Statistically significant changes in outcomes in similar intervention studies that were also observed in the present study as clinically reliable changes were increased knowledge of mental illness [21], and reduced depressive symptoms [22]. Differences in methodology may explain why the present study failed to show the statistically significant intervention effects found in some previous studies. Most prior studies that have examined the effectiveness of intervention for copmi have not utilized a control group, and no Australian studies in this area have utilized a control group. Results of statistical comparisons in the present study suggest that both the treatment and control groups changed at a similar rate. It is possible that had prior uncontrolled intervention studies utilized a control group, support for the effectiveness of the interventions in these studies would not be as strong. Further, it should be noted that Fraser et al., in their review of interventions for copmi, concluded that there was insufficient evidence supporting the effectiveness of these interventions [14].

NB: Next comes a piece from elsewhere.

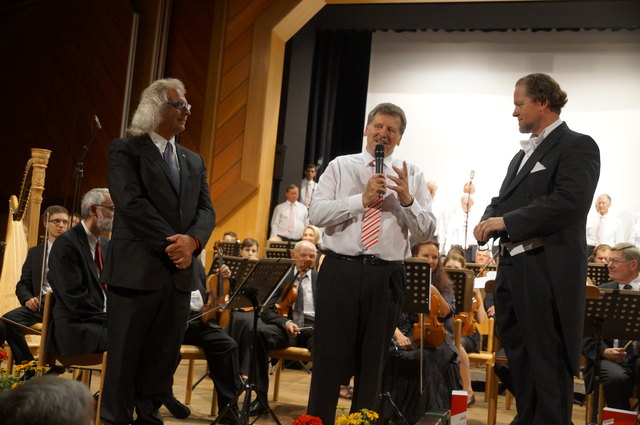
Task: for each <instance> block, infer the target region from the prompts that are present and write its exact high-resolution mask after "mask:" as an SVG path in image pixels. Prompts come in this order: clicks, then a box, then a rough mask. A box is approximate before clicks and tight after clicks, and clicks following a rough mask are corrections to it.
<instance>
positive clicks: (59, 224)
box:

The lack of support for the statistical effects of the intervention in group comparisons on the pre- to post-treatment change data may be due to the small sample size and the trend for the treatment group to have more serious parental mental illnesses. In addition, it is possible that control group participants were primed for change, in that being on the KAP waitlist may have fostered participants’ curiosity about mental illness, which may have led to participants engaging in research and discussion about mental illness. Additionally, these participants may have received support from another agency.
Limitations of the study include the lack of randomization and blinding and the utilization of a waitlist control. Additionally, the lack of follow-up data on the control group means that it is possible that the control group would have demonstrated improvements at follow up similar to those shown by the treatment group. Despite these limitations, the present findings have important implications. As discussed here, findings of prior intervention studies in this field that have not used a control group may overestimate intervention effectiveness. The discrepancy between participants’ satisfaction and subjective perceptions of the intervention and the quantitative change data suggests that the KAP intervention had beneficial impacts on domains (e.g. self confidence) not assessed by the measures used in the present study. It is important that future studies obtain both qualitative and quantitative data. Given the modest support for the effectiveness of KAP it is important that this and other similar interventions continue to be revised and undergo rigorous evaluation.
Footnotes
Acknowledgements
We thank Denisse Best, Shirley Anastasi, Thy Meddick, and the Child and Youth Mental Health Service, within the Royal Children's Hospital and Health Service District of Queensland Health, for their support of this research, and the young people and families who participated in this study.